課税ベースの拡大と法人税率の引下げ。
昨日は、先週に引き続き経済産業委員会で質問に立ちました。
テーマは法人税の引き下げの必要性と合わせて課税ベースを拡大して経済に中立的な政策をとるべきではないかという趣旨です。
衆議院インターネットTVの11月20日経済産業委員会の岸本周平をクリックしてください。ビデオでご覧いただけます。
(岸本)法人税の実効税率を下げることが、企業の国際的な競争力を増すことは明らか。また、法人税減税は資本コストを低下させ、投資を増やすため、日本経済全体の成長を高める効果を持つ。しかし、その一方で、財政規律の問題をクリアしなければならない。
法人税を減税すれば、経済成長することで税収の増加が期待できるから代替財源は必要ないというのは「おまじない経済学」に過ぎない。アメリカ経済では、減税分の半分の税収が見込まれるという実証研究もあるが、財政運営には保守的な姿勢が必要なので、代替財源は用意しなければならない。したがって、国際的には、課税ベースを拡大して、実効税率を下げていくことが原則となっている。
たとえば、ドイツの2007年の税率引き下げにあたって、支払い利子の損金算入の一部制限など、税率引下げに伴う減収額の大部分をカバーする課税ベースの拡大を実施。英国においても、税率の引き下げにあたって、減価償却費の見直しや銀行税の導入など企業課税により財源を確保している。
古くは、1986年のレーガン大統領の税制改革で、法人税についてレベニューニュートラルで投資税額控除などの租特を大幅に縮減し、課税ベースを拡大し、税率を引き下げる法人税改革を実施。この法人税改革は、公平・簡素かつ経済成長を促す税制の良き例だと思うが、経産大臣の見解如何。
ちなみに、レーガン大統領の1期目の税制改革ではラッファー効果などにより所得税と法人税を減税すれば税収が増えるとの「おまじない経済学」によって大幅な財政赤字になった。

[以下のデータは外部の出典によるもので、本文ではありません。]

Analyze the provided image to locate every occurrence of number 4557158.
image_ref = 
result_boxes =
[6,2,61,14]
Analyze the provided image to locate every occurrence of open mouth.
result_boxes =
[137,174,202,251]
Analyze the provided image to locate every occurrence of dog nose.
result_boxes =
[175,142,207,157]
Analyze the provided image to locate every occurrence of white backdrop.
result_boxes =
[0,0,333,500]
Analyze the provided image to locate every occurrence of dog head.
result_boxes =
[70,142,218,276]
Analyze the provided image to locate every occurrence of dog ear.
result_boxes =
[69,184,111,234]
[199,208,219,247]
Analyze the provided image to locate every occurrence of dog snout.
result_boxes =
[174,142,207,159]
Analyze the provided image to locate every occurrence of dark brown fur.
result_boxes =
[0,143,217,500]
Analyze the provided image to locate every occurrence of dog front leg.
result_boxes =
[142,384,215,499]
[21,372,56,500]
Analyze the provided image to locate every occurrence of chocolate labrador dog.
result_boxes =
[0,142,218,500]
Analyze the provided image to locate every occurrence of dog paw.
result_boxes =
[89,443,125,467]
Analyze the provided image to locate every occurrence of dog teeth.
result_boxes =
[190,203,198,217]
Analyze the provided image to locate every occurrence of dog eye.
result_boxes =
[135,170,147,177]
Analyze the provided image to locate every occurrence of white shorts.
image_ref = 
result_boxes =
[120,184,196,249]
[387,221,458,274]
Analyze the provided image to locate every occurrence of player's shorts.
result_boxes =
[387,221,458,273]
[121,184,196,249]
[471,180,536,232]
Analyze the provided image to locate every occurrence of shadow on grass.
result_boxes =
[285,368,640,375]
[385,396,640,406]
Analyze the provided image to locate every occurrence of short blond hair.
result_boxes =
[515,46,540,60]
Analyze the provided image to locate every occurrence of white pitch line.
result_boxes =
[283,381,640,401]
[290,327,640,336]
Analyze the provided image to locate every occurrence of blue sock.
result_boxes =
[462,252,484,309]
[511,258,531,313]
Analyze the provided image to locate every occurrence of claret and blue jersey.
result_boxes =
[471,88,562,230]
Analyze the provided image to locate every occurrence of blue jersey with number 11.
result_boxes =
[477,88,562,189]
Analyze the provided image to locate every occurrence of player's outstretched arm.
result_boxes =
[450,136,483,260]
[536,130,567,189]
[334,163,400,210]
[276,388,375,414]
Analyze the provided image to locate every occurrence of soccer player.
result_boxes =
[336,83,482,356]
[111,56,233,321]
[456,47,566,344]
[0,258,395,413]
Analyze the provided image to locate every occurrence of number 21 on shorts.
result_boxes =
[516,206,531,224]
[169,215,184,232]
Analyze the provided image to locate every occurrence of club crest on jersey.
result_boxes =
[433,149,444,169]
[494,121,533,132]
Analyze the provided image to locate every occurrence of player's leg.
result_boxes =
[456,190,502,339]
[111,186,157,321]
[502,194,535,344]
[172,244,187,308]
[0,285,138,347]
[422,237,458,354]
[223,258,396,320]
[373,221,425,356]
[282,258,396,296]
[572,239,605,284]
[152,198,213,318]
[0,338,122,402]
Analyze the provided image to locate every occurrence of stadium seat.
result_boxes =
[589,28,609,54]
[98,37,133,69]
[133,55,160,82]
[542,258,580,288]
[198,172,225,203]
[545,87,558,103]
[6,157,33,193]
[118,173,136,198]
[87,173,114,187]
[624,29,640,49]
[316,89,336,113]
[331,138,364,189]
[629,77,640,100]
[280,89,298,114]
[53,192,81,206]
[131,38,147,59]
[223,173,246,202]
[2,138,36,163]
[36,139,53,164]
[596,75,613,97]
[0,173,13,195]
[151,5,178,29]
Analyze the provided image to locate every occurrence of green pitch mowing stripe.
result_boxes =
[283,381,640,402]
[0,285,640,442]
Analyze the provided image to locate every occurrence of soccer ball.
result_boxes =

(茂木大臣)中長期的には、税としての中立性を保っていくということは必要。しかし、今は、景気を回復させて税収が上がるような措置をとっていくことが必要。企業が収益を上げて、生産や投資を生むような好循環を作って参りたい。
(岸本)我が国では、法人税1%あたり国・地方合わせて4000億円程度の税収であり、仮に5%引き下げようとすれば、2兆円の財源が必要となる。
例えば、租特を全廃すれば、約1兆円の財源が確保できるが、
(1)経産省は、これまでの政策減税の効果の検証を行っているのか?租特透明化法の結果の分析を問う。
(2)経済活動に対して政府がどのように関わるかにもよるが、政府がターゲットを決める政策減税よりも、その撤廃により財源を確保しそれで税率の引き下げを行った方が経済活動に対してニュートラルで効率的ではないか。
トヨタ自動車やキャノンなどの実効税率は相当低くなっている。しかし、減税があるから投資するというわけでもない。長期見通しにより投資をした結果、おいしい減税がおまけでついてくるとう感じ。もちろん、結果として製造業の基礎体力が増すため、政策税制の意味はあるのかもしれない。
しかし、租特を止めて税率本体を引き下げれば、投資減税や研究開発税制の利用の少ないサービス産業にメリットを与える政策になる可能性もあるが、経産大臣の見解如何。
(茂木大臣)租特透明化法によって、研究開発税制や中小企業投資促進税制など広く利用されている税制もあれば、グリーン投資税制のように利用が低調な税制があることがわかった。今後、調査を続けてさらなる剣問いを進めたい。
租税特別措置は、業種横断的でであったり、時限立法であることが重要だと考えている。
(岸本)時間がないのでお答えは結構だが、法人の実効税率を下げても、これまで同様内部留保が積み上がるばかりで、経済への刺激効果は少ないのではないかという議論がある。
中には、内部留保課税や、賃金を上げるように政府が働きかけよとの声もある。パナソニックやシャープが持ちこたえたのは内部留保のおかげであり、倒産によって一挙に雇用が失われることを防いでいる面がある。自由な企業経営に対して政府が関与し過ぎるのは「国家社会主義」的で望ましくないのではないかということを指摘しておく。